Token-Merging Remedy in Transformers

Updated 29 December 2025

Token-Merging Remedy is a strategy that reduces token count in transformers by merging redundant representations, thereby improving computational efficiency.
It employs metrics such as cosine similarity, energy scores, and attention entropy to effectively select candidates for merging while retaining essential information.
Empirical studies in vision, speech, and language tasks demonstrate significant FLOPs savings and latency improvements, with minimal impact on output accuracy.

Token-Merging Remedy

Token-merging remedy encompasses a class of algorithmic strategies that dynamically reduce the number of tokens processed by transformer or state-space model architectures. This approach is motivated by the quadratic scaling of self-attention and similar operations with respect to the sequence length, placing fundamental constraints on throughput and deployment—particularly in vision, language, and speech models. Token merging aims to eliminate redundant or less informative representations in a structured or content-aware manner, accelerating inference and training while minimally impacting performance, often without requiring re-training.

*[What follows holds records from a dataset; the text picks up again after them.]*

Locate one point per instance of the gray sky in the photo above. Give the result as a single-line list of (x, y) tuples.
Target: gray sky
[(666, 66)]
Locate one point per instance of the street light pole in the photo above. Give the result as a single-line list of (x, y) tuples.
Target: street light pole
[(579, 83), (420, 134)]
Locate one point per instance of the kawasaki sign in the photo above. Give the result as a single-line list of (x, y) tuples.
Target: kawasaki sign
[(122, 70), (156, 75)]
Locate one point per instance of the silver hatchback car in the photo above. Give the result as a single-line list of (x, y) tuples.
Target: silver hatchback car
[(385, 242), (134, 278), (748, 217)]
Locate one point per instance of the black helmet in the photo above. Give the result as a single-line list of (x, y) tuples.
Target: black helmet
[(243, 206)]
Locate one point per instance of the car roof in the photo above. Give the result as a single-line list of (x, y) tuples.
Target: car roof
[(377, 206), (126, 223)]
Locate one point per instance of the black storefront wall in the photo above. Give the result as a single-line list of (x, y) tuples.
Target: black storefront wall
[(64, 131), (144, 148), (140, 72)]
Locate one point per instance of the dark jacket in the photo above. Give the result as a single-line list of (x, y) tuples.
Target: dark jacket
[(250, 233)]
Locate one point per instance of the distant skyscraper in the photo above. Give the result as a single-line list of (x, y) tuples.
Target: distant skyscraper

1. Principles and Motivations

The explosion of transformer-based architectures in vision and speech has led to a computational bottleneck: self-attention layers scale as $O(N^2 d)$ in the number of tokens $N$ and hidden dimension $d$ (Li et al., 2023, Park et al., 19 Aug 2025, Haurum et al., 2024). In many domains, such as ASR, image classification, semantic segmentation, or diffusion-based synthesis, input sequences contain highly redundant adjacent features—for example, acoustic frames at 10 ms intervals, image patches, or subword tokens in code.

The core motivation is that, while tokenization is necessary for high expressivity and granularity, most tasks involve significant local or semantic redundancy. Dynamic merging seeks to exploit this by:

Reducing the effective token count $N \rightarrow N' \ll N$ before high-cost operations.
Merging only those tokens that encode redundant or interchangeable information, as determined by architectural features (e.g., self-attention keys), information-theoretic scores, or domain priors.
Ensuring that, post-merging, either the model’s outputs remain dense via "unmerging" or that task-relevant information is preserved in the merged sequence.

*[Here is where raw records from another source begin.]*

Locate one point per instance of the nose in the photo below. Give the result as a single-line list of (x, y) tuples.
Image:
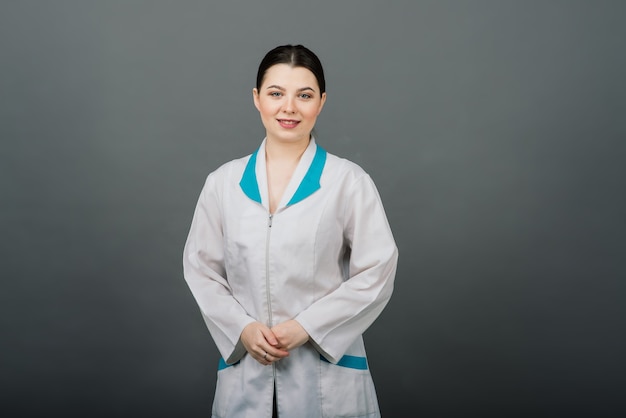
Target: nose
[(289, 105)]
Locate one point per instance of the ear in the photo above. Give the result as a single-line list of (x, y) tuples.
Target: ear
[(322, 101), (255, 98)]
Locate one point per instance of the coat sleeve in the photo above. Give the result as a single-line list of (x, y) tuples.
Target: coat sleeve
[(335, 321), (205, 274)]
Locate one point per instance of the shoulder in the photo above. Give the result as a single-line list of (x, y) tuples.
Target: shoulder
[(339, 168), (227, 173)]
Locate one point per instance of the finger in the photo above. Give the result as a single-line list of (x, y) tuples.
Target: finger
[(269, 336)]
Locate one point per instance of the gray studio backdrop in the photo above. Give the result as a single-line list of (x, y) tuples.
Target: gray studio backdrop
[(495, 131)]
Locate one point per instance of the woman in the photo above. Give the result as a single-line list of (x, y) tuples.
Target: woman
[(290, 258)]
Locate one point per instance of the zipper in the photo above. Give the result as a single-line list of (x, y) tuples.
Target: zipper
[(267, 270)]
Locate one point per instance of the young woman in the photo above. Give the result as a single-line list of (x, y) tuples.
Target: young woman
[(290, 258)]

Token merging thereby enables practical deployment of large ViTs, SSMs, and diffusion models under latency and memory constraints.

2. Core Methodologies

Token-merging remedies deploy a diverse set of algorithms, unified by key steps: (1) quantifying token redundancy, (2) selecting merge candidates, and (3) updating token representations. Notable methodological axes include:

Token Similarity and Informativeness

Cosine Similarity of Keys: Most merging approaches operate on internal representations, e.g., $K_i$ (post-attention keys), using pairwise cosine similarity $s_{i,j} = (K_i \cdot K_j) / (\|K_i\|\,\|K_j\|)$ (Li et al., 2023, Haurum et al., 2024, Saghatchian et al., 1 Jan 2025).
Energy Scores: PiToMe (Tran et al., 2024) defines an "energy score" for each token based on intra-token graph structure, identifying large clusters of similar tokens as high-energy and prioritizing them for merging.
Domain-Driven Informativeness: MaMe (Park et al., 19 Aug 2025) leverages SSM state transition parameters $\Delta_i$ as a direct quantification of each token's contribution; large $\Delta$ yields high informativeness and guards against merging.
Attention Norms and Entropy: QuickMerge++ (Liu et al., 16 Aug 2025) uses token-wise self-attention entropy to allocate computational budget, merging tokens with low entropy.

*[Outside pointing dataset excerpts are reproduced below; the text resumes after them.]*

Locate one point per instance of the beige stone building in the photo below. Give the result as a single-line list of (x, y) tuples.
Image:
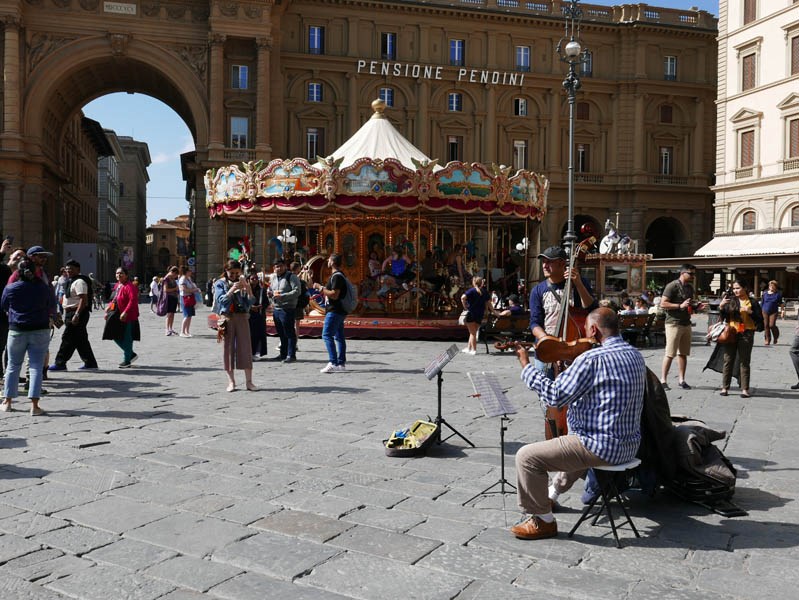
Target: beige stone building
[(756, 230), (477, 80)]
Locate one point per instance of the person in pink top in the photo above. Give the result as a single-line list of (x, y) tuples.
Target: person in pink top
[(125, 309)]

Merging Schedules and Selection Strategies

Fixed-Ratio vs. Threshold: Merging either a fixed proportion of tokens per layer (ratio mode) or using adaptive similarity/importance thresholds (threshold mode), the latter being more robust to data/architecture variation (Li et al., 2023, Saghatchian et al., 1 Jan 2025, Lee et al., 21 May 2025).
Locality and Structure: Methods like ATC (Haurum et al., 2024) employ agglomerative hierarchical clustering, merging nearest clusters iteratively; others constrain mergers to local neighborhoods to preserve causality and locality in time series and spatial grids (Götz et al., 2024, Gong et al., 26 Sep 2025, Lee et al., 17 Jul 2025).
Semantic and Task Awareness: ClustViT (Montello et al., 2 Oct 2025) uses cluster assignments guided by pseudo-labels from segmentation masks, ensuring semantic boundaries are respected in dense prediction.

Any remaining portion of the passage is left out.